Say an un-preloaded progressive spring starts at a rate of 5kg/mm which increases as the spring compresses, the spring may start at 8kg/m along the springs same progressive rate curve, if the spring is preloaded.



Can't we use preload to tune how the car initially shifts its' weight?
Not really, see below.


Using my example from before, the springs won't compress till 250kg+ is put on each corner. So if we knew how much force was thrown onto the fronts when 50% brakes are applied @ 100km/hr. Then couldn't we tune it to minimise nose diving/lift/body roll? By doing this, we can balance the cars' weight out or add bais front/rear, therefore giving us maximum tyre grip?


Good question, unfortunately the answer is no, not to any worthwhile extent.

The formula for calculating lateral (cornering) weight transfer is this:

Lateral load transfer (lbs)=
(Lateral acceleration (g’s) x weight (lbs) x CG height (inches)) / track width (inches)

When using the formula, say your calculating the weight transfer between the rear pair of wheels, you use the weight over both wheels.

Longitudinal load transfer (lbs)=
(Longitudinal acceleration (g’s) x weight (lbs) x CG height (inches)) / wheelbase length (inches)

For weight in this formula, you use the total weight of the car.

As you can see, the suspension wont change this, it is not a part of the equation. However in saying that, the suspension controls body roll etc, and this effects how far the CG moves therefore very slightly effecting weight distribution.

It is better to control body roll with stiffer springs or swaybars, than to do it by limiting how far the suspension can compress or extend.

As for diving and lift, controlling that is what anti dive and anti lift geometry is for, it effectively controls the stiffness of the suspension under brakes/acceleration without resorting to mechanically limiting suspension travel, that isn’t done as per normal, smoothly by the spring.

I greatly recomend these books to anyone keen improve their knowledge on suspension:
Tune to win, the art and science of race car development and tuning. By carrol Smith
Race car engineering and mechanics, by Paul Van Valkenburg

The top one is more in depth and is a supurb read, the next one covers lots more areas, so less of the technical suspension stuff, it has a good section on fwd racing though.

Nice.
I think I got my answers.

Great info Muzz. :D

Muzz you friggin nerd!!!

Come and tune my suspension! :D:D

Muzz you friggin nerd!!!

Come and tune my suspension! :D:D

lmao:cool:
Your on the goldy too, im keen to hit up some motorkhana's with ya:thumbsup:

if you preload too much , you are compressing the spring without static or dynamic load on it. This increases the spring rate and is only relevant to single perch adjustable suspension ( Tein SS for example)
Dual perch adjustable , as said only needs the upper perch adjusted to hold the spring captive. The lower perch is to adjust the height. The static spring rate does not change

It doesn't increase the rate, it increases the amount of energy stored in the spring to begin with. It's usually only used in competition vehicles with serious download or in offroad applications. In both cases it's adding extra load to move th espring but the spring still behaves with the same rate once it's moving.
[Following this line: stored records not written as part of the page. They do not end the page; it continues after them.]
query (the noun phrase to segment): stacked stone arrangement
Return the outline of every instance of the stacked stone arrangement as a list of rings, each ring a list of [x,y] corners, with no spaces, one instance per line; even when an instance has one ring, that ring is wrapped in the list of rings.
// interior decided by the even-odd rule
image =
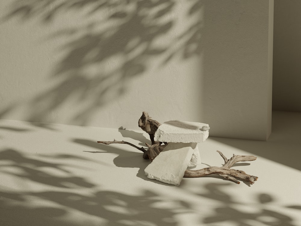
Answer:
[[[207,124],[178,120],[160,125],[154,140],[168,144],[145,168],[147,177],[179,185],[187,167],[201,163],[197,143],[208,137],[209,128]]]

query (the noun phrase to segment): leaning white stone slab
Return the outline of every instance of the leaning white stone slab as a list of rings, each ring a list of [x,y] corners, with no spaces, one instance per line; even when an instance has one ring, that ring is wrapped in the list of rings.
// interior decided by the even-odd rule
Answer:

This is a tricky area and still open to some debate between engineers about what works where. We've run aero cars with no pre load and no droop limiting with great success but then we have other teams running bucketloads of preload and are just as quick as us.

These things were sent to try us.............

I have to say this is one of the best threads I've read on here in a long while.

Thanks to everyone for making some great posts, Muzz in particular, you're the man!